Data Isolation and Sharing in a Multitenant System - Part 3
This is the last part of the "Data Isolation and Sharing in a Multitenant System" article, which is also a continuation of my post that outlines the benefits of a well encapsulated data access.
In this post, we'll look in detail at the implementation of the Shared Database strategy, explained in the first part. We'll see how to refactor the database schema for multitenancy and then how to build a Lambda Expression to filter the tenant specific data.
With this strategy we'll have one database for all the tenants, which holds both tenant shared data and tenant specific data:
This means that all the tables that hold tenant specific data will have the TenantID
as the discriminant column. Here is a small view on the database diagram for our example, where with blue are the tenant specific tables.
If we're starting the project with multitenacy in mind, we'll add the TenantID
from the start, so we can skip the next section and go directly at the data access.

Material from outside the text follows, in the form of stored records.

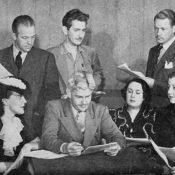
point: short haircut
(24, 20)
(166, 13)
(171, 75)
(145, 87)
(78, 82)
(74, 14)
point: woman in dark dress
(137, 115)
(13, 135)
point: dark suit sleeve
(51, 126)
(110, 131)
(51, 81)
(160, 84)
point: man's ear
(4, 101)
(65, 30)
(68, 93)
(174, 29)
(14, 36)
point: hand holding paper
(124, 67)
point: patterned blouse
(144, 120)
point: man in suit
(71, 55)
(35, 66)
(161, 59)
(70, 125)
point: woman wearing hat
(13, 134)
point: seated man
(70, 125)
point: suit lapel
(169, 56)
(8, 61)
(69, 122)
(90, 126)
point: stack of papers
(4, 72)
(44, 154)
(160, 153)
(97, 148)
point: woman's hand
(3, 167)
(74, 149)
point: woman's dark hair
(171, 75)
(145, 87)
(7, 90)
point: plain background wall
(120, 30)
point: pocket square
(168, 65)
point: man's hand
(74, 149)
(173, 171)
(149, 81)
(113, 150)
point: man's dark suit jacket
(40, 71)
(160, 88)
(59, 126)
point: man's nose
(169, 91)
(29, 41)
(133, 94)
(24, 100)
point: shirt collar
(16, 51)
(168, 43)
(75, 112)
(64, 51)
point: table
(128, 161)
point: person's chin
(172, 100)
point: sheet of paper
(4, 72)
(169, 152)
(97, 148)
(44, 154)
(139, 140)
(124, 67)
(160, 153)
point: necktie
(155, 60)
(18, 60)
(80, 119)
(158, 53)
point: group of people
(47, 103)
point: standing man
(72, 124)
(34, 65)
(71, 56)
(161, 59)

Otherwise, if we are in the case where we add multitenancy at a later stage of the project, we need to refactor the database to add the TenantID
column to the tenant specific tables.
Refactor the Database Schema
Doing this is not as easy as it sounds, especially if we have data which we want to preserve.
Basically, we need to create the Tenants
table and to insert in it, a row for the first tenant. (We assume that all existent data belongs to this First Tenant).
GO
BEGIN TRAN
CREATE TABLE [dbo].[Tenants] (
[ID] INT IDENTITY (1, 1) NOT NULL,
[Name] NVARCHAR (50) NOT NULL,
[Key] NVARCHAR (50) NOT NULL,
CONSTRAINT [PK_Tenants] PRIMARY KEY CLUSTERED ([ID] ASC)
);
CREATE UNIQUE NONCLUSTERED INDEX [UK_Tenants_Key]
ON [dbo].[Tenants]([Key] ASC);
SET IDENTITY_INSERT [dbo].[Tenants] ON
INSERT INTO [dbo].[Tenants] ([ID], [Name], [Key])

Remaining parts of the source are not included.